Skip a Layer or Loop It? Learning Program-of-Layers in LLMs

跳过还是循环？大语言模型中的“层级程序”（Program-of-Layers）学习

Large language models (LLMs) perform inference by following a fixed depth and order, non-recurrent execution of all layers. We reveal the wide existence of training-free, flexible, dynamic program-of-layers (PoLar), where pretrained layers can be packed as modules and then skipped or looped to form a customized program for each input. 大语言模型（LLMs）在进行推理时，通常遵循固定的深度和顺序，对所有层进行非循环执行。我们揭示了一种无需训练、灵活且动态的“层级程序”（Program-of-Layers, PoLar）的广泛存在性。在这种机制下，预训练层可以被打包为模块，并根据每个输入的需求进行跳过或循环，从而形成定制化的执行程序。

For most inputs, substantially shorter program executions can achieve the same or better accuracy, while incorrect predictions of the original LLM can be corrected by alternative programs with fewer layers. These observations indicate that inference admits multiple valid latent computations beyond the standard forward pass. 对于大多数输入而言，显著缩短的程序执行路径即可达到相同甚至更好的准确率；同时，原始大语言模型产生的错误预测，可以通过层数更少的替代程序进行修正。
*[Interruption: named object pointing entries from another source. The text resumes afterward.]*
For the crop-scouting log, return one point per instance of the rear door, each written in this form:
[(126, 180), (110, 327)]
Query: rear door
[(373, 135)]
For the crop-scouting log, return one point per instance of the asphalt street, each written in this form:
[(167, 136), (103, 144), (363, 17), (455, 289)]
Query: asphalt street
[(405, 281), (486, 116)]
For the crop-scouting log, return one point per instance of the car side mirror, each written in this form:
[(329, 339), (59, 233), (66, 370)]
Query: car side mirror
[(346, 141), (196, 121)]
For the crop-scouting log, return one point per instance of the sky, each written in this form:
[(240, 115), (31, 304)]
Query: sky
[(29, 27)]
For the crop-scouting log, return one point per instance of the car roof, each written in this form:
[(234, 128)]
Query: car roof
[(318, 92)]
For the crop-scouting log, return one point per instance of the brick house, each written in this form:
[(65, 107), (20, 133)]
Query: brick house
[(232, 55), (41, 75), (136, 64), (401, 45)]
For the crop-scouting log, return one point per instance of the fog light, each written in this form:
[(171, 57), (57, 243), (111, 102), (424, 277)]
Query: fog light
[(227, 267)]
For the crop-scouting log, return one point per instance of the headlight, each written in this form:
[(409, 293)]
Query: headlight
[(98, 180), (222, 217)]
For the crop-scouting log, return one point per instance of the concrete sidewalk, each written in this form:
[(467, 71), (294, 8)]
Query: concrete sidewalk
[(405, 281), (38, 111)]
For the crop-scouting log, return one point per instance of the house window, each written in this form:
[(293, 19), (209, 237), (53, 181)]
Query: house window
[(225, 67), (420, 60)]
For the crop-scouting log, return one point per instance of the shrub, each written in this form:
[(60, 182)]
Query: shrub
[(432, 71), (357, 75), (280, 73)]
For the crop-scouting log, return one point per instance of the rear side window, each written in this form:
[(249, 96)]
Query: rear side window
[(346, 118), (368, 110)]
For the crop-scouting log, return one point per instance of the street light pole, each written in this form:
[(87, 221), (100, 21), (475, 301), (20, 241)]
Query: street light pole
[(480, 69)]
这些观察结果表明，推理过程除了标准的正向传播外，还存在多种有效的潜在计算路径。

To efficiently achieve PoLar in practice, we propose a lightweight PoLar prediction network, which learns to generate execution programs that dynamically skip or repeat pretrained layers for each input. 为了在实践中高效实现 PoLar，我们提出了一个轻量级的 PoLar 预测网络。该网络能够学习为每个输入生成执行程序，从而动态地跳过或重复预训练层。

Experiments on mathematical reasoning benchmarks demonstrate that PoLar consistently improves accuracy over standard inference and prior dynamic-depth methods, often while executing fewer layers, and that these gains persist under out-of-distribution evaluation. Our results suggest that fixed-depth execution captures only a narrow subset of an LLM’s latent reasoning capacity. 在数学推理基准测试上的实验表明，与标准推理及先前的动态深度方法相比，PoLar 在执行更少层数的情况下，能够持续提升准确率，且这种增益在分布外（out-of-distribution）评估中依然有效。我们的研究结果表明，固定深度的执行方式仅捕捉到了大语言模型潜在推理能力的一小部分。